Enfin, le cadrage institutionnel fait largement défaut. Beaucoup d'enseignants se disent dans l’ignorance des attentes précises de l’Etat quant aux enjeux et finalités du numérique à l’école. Et selon les auteurs, "aucune politique cohérente suffisamment lisible ne vient articuler efficacement attentes de l’institution, formation des enseignants et moyens de mise en œuvre". Un constat qui avait permis à la Cour des comptes de parler, en juillet 2019, à propos du numérique éducatif de "concept sans stratégie". Cette absence de cadrage de la part de l'institution fait par ailleurs dire aux chercheurs que "les usages du numérique sont d’abord ceux de l’enseignant avant d’être ceux des élèves".

L'absence de pilotage du numérique éducatif a une conséquence immédiate : les enseignants se tournent avant tout vers des ressources accessibles gratuitement en ligne (91,6%), puis vers des ressources payantes auprès d'éditeurs privés (58,5%) avant d’utiliser des ressources produites et/ou diffusées par des services et opérateurs de l’Etat. Parmi ces dernières, seul le réseau Canopé est très utilisé (par 47,3% des enseignants), ce qui, pour les auteurs, s’explique "peut-être par le maillage territorial de cet opérateur et par sa politique continue d’accompagnement de proximité". En outre, le financement directement dévolu par les collectivités à l’acquisition de ressources est jugé "faible", avec 2,10 euros par élève.

Un "argument" pour les petites communes

Et les collectivités dans tout ça ? Le tableau n'est pas beaucoup plus réjouissant : à peine plus d’un tiers des communes déclarent avoir une politique en matière de numérique éducatif. Et ce sont les communes les plus petites qui mettent le plus cette matière en avant. L'usage du numérique éducatif constitue en effet pour elles un "argument pour le maintien de classes ou d’écoles face aux services de l’Etat".

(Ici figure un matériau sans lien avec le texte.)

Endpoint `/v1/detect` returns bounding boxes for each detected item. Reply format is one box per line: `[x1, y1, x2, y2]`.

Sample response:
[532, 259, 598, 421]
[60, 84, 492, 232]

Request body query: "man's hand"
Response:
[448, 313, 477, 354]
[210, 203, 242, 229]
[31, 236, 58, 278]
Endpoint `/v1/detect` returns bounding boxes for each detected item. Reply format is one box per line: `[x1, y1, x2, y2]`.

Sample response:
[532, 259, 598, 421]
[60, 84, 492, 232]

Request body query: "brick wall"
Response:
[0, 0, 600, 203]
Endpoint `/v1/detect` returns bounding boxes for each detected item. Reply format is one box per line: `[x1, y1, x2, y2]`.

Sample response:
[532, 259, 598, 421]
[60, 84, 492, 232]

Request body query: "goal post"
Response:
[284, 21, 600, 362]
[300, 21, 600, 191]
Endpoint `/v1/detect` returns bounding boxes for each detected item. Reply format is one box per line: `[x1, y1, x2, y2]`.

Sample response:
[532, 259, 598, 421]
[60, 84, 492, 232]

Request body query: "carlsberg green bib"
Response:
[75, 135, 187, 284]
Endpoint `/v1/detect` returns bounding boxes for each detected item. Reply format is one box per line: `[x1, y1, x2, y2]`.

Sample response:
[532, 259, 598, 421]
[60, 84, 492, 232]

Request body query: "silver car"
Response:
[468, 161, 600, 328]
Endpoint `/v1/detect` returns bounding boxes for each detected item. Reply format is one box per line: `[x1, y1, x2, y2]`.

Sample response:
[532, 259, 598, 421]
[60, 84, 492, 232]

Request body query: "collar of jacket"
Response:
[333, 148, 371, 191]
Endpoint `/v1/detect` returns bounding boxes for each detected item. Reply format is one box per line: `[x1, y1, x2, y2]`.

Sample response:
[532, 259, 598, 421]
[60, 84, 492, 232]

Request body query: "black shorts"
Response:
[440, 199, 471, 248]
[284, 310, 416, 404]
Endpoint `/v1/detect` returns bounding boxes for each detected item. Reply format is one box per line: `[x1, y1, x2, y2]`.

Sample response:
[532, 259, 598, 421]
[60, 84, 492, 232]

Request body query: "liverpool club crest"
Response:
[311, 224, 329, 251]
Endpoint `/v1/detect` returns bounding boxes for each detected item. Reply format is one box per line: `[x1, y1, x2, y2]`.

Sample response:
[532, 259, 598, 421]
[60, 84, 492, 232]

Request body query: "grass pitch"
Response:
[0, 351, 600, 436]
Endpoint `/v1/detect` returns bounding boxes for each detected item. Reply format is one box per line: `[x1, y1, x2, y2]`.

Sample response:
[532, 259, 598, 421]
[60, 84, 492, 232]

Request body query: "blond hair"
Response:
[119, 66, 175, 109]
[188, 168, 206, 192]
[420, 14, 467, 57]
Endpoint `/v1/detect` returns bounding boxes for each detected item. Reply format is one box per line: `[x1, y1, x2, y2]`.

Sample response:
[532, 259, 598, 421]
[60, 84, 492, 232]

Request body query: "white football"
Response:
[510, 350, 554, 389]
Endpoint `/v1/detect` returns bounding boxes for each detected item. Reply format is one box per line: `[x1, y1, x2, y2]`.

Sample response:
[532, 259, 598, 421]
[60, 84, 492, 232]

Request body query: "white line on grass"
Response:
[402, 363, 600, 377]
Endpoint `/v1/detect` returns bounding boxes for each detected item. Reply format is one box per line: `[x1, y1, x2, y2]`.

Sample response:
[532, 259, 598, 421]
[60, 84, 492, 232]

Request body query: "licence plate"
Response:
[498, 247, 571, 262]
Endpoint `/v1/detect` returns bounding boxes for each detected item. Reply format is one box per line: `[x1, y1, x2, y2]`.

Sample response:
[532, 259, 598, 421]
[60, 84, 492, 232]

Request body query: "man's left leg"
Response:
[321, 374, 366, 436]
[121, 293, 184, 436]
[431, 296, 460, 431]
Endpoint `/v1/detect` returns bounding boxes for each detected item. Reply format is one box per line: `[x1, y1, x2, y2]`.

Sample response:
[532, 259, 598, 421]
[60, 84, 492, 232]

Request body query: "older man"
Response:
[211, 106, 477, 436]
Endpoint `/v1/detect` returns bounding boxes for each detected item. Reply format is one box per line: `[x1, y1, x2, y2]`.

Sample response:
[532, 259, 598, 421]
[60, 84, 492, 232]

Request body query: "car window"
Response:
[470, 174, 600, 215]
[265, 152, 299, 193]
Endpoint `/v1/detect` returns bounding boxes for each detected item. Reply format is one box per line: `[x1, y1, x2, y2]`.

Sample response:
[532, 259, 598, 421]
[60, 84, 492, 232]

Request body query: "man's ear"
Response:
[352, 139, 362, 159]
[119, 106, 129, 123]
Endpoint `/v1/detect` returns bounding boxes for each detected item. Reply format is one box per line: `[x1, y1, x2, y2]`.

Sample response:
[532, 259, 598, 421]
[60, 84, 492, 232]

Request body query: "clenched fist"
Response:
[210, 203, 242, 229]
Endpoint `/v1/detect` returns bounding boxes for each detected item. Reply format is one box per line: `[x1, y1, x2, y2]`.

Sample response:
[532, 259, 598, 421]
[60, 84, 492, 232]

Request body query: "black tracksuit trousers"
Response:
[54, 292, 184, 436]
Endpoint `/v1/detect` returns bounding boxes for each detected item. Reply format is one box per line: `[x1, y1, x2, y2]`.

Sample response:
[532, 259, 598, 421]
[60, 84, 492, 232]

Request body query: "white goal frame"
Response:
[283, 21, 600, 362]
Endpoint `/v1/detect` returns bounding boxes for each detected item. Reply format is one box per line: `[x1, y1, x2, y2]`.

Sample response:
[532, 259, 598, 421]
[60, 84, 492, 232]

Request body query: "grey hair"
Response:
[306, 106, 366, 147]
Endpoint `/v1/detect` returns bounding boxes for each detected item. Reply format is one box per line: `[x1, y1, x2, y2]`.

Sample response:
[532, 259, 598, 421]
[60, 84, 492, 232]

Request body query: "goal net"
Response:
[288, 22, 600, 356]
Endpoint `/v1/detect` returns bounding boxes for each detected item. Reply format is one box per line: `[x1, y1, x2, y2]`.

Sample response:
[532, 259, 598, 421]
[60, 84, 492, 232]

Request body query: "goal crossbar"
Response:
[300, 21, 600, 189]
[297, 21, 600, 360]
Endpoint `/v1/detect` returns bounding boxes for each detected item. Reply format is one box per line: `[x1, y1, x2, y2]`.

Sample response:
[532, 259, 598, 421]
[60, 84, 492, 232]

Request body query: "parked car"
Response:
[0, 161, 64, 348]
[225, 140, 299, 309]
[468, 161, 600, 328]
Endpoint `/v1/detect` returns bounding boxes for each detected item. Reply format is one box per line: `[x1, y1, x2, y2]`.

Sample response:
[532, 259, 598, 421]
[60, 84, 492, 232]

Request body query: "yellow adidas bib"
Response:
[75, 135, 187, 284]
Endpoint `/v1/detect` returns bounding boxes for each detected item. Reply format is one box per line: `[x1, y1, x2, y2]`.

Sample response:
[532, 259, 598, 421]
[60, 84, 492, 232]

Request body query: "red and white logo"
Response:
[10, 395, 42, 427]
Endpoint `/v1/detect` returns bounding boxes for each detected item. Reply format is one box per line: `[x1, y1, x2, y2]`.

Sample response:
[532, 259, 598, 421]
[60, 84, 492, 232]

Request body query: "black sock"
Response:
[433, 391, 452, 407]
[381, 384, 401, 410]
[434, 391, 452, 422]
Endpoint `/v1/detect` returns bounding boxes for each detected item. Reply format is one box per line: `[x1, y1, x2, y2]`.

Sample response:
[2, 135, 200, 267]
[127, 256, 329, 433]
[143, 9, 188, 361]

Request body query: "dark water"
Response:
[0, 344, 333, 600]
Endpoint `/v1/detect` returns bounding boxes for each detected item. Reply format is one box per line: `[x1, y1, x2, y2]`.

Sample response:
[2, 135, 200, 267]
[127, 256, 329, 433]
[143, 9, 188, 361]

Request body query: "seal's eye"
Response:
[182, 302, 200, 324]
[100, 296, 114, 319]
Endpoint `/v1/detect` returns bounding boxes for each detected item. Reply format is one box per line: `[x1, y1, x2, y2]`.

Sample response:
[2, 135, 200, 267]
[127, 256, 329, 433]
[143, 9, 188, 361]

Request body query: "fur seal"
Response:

Pourtant, ce sont bien les communes les plus grandes qui mettent le plus de moyens dans le numérique éducatif. Si la dépense moyenne annuelle par élève est passée de 8,24 euros en 2012 à 30,03 euros en 2017, le financement des petites communes est trois fois moins élevé que celui des plus grandes. Une analyse qui traduit "de véritables inégalités territoriales", lesquelles sont encore accentuées du fait qu'une commune sur dix seulement inscrive sa politique dans un cadre intercommunal.

Enfin, l'étude nous apprend que seules 14% des communes financent un ENT (espace numérique de travail, un ensemble de services numériques mis à disposition des acteurs de la communauté éducative). On retrouve ici un fossé entre les communes de moins de 2.000 habitants (6,79% d'entre elles ont recours à un ENT) et celles de plus de 50.000 habitants (36,36%).

Les auteurs estiment ainsi que "les collectivités déploient leurs politiques d’équipement avec des budgets et des orientations très diverses qui répondent souvent à des déterminants locaux et induisent de ce fait une grande inéquité [sic] territoriale". Et concluent qu'"en l’état actuel des mécanismes d’équipement des écoles et de formation des enseignants, il semble difficile d’attendre une évolution systémique de l’école qui assurerait sa transition numérique".